Anduvo por el palacio intentando hacer el menor ruido posible y salió a recorrer el exterior, dentro de los muros perimetrales. Encontró un pozo que, para su fortuna, no estaba seco y tras beber un poco de agua le llevó al caballo. El animal era su único medio de escape si las cosas empeoraban, más le valía cuidarlo. Lo acomodó en los establos del patio frontal y al carruaje a un costado de estos.
Agradecía a los dioses por las ocurrencias de su aya Ros. La mujer le había insistido que llevara un morral con distintos alimentos que ahora serían su único sustento, pues en el palacio no había nada que ella pudiera comer. En el patio trasero encontró un hacha que serviría para quitar las plantas que habían invadido la cocina.
Los rayos de sol que se colaron por la ventana despertaron a Desz de su sueño. El colchón acogía su maltratado cuerpo con gentileza y aunque estaba viejo, no era el suelo rocoso de la cueva. A través del vendaje logró ver borrosamente su habitación.

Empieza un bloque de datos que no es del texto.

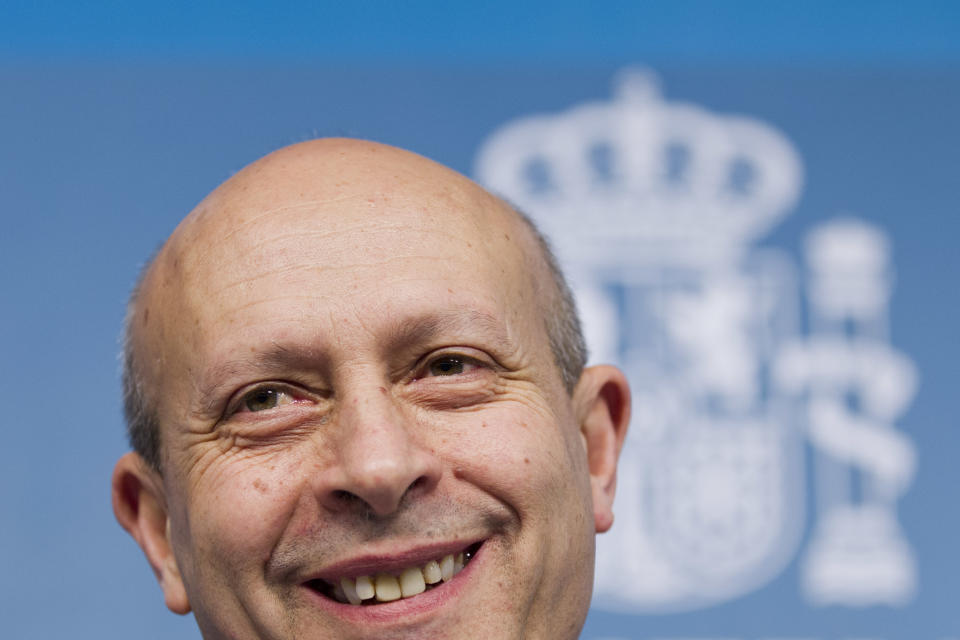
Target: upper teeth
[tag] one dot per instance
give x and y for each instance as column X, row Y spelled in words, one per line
column 386, row 587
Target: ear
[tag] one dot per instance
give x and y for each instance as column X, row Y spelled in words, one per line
column 139, row 505
column 602, row 397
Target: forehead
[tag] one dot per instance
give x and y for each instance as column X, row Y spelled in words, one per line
column 292, row 250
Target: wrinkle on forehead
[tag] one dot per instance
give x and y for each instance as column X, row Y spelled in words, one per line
column 366, row 192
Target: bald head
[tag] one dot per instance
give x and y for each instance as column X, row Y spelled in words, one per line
column 332, row 205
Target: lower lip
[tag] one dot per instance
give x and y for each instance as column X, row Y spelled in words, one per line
column 404, row 608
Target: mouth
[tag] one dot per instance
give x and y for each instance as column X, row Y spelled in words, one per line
column 394, row 583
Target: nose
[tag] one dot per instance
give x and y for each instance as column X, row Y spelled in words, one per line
column 381, row 456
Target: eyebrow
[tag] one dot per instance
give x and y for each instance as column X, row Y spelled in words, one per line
column 415, row 330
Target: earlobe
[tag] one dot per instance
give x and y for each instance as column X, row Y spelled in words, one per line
column 603, row 398
column 139, row 505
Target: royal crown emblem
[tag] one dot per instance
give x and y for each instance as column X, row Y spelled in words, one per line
column 655, row 209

Todo seguía allí, más sucio, más viejo y cubierto de plantas trepadoras que habían hecho suyo lo que encontraban a su paso. Incluso el cadáver de la mujer que Flamand había matado en su sillón seguía allí. Se preguntó qué habría sido de él.
Buscó en su armario algo con qué cubrirse y se quitó la ropa harapienta y sucia que llevaba. Una capa con capucha lo abrigaría a la vez que protegía del sol, ese que durante el cautiverio su cuerpo había olvidado.

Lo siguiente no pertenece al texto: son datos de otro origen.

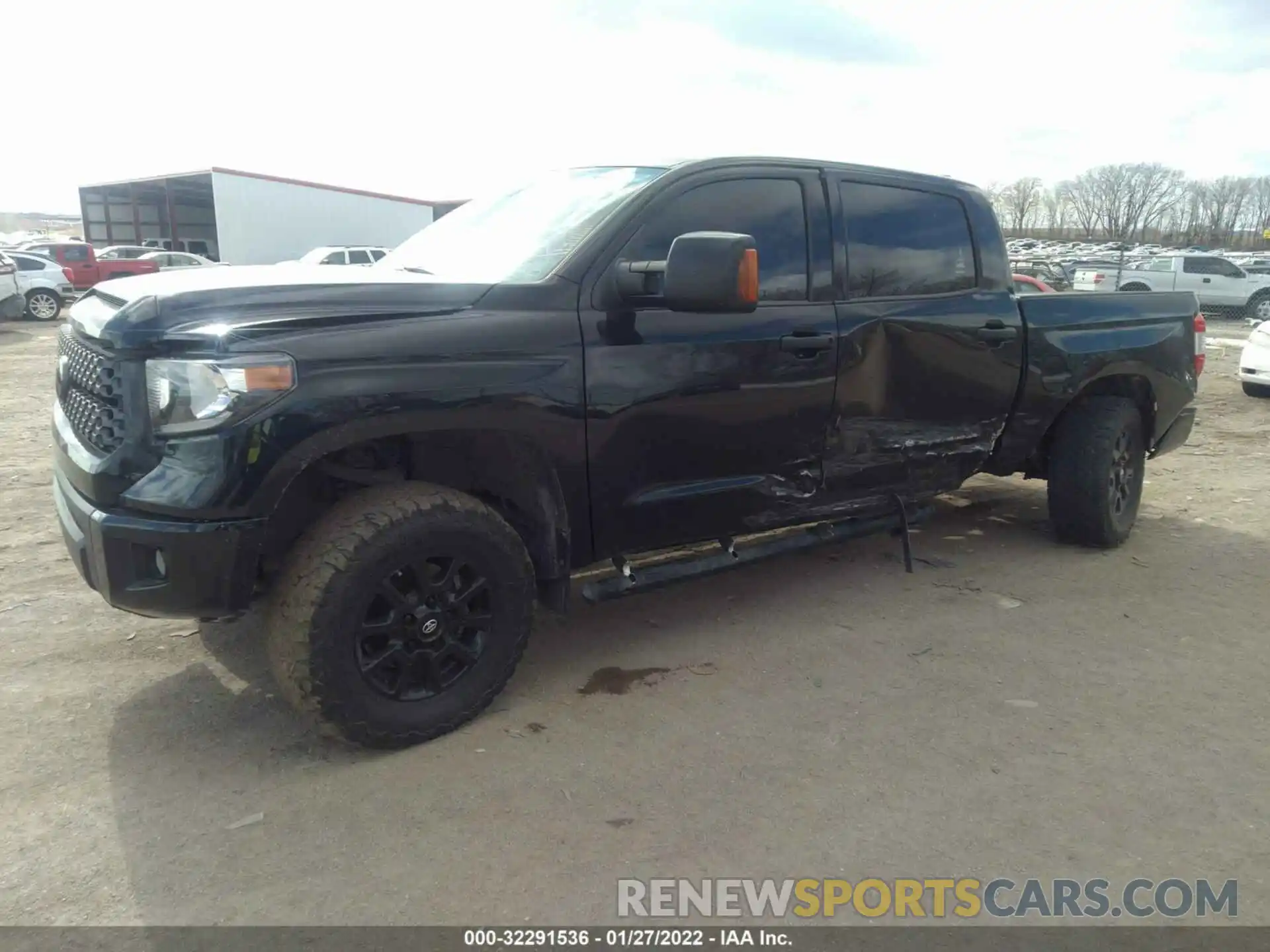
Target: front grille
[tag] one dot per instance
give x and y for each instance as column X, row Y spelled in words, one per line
column 91, row 393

La putrefacción del cochero, que tan amablemente le había servido de alimento, empezaba a ser evidente y cogiéndolo de las ropas comenzó a arrastrarlo fuera de sus aposentos. Luego haría lo mismo con el del sillón.

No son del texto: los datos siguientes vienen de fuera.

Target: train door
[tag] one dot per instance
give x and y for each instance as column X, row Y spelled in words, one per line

Lo llevó escaleras abajo y, junto a la puerta que daba al vestíbulo, se encontró con lo que quedaba de Flamand, cubierto de hiedras y polvo. Esperó junto a él un instante, recuperando el aliento y continuó.
A medida que avanzaba por el pasillo, con la dificultad adicional de sortear las gruesas plantas que serpenteaban por el piso, un incesante golpeteo metálico le hizo retumbar la cabeza. Sus sentidos seguían descontrolados y el aleteo de una mosca le llegaba como un vendaval. Al pasar fuera de la cocina vio a la humana con un hacha en lo alto. Ella se lo quedó mirando con sorpresa, inmóvil. Desz continuó su camino y dejó el cuerpo en el rincón más alejado del patio trasero. Inhaló profundamente, extenuado. La luz del sol que irradiaba sobre su capa comenzó a quemarle. Los Tarkuts eran una clase de vampiros que podía gozar de plena libertad durante la claridad del día, se habían adaptado a ella; habían evolucionado. Ahora, tras su largo cautiverio en la oscuridad, parecía haber sido devuelto al destierro nocturno. Esperaba revertir tal situación prontamente.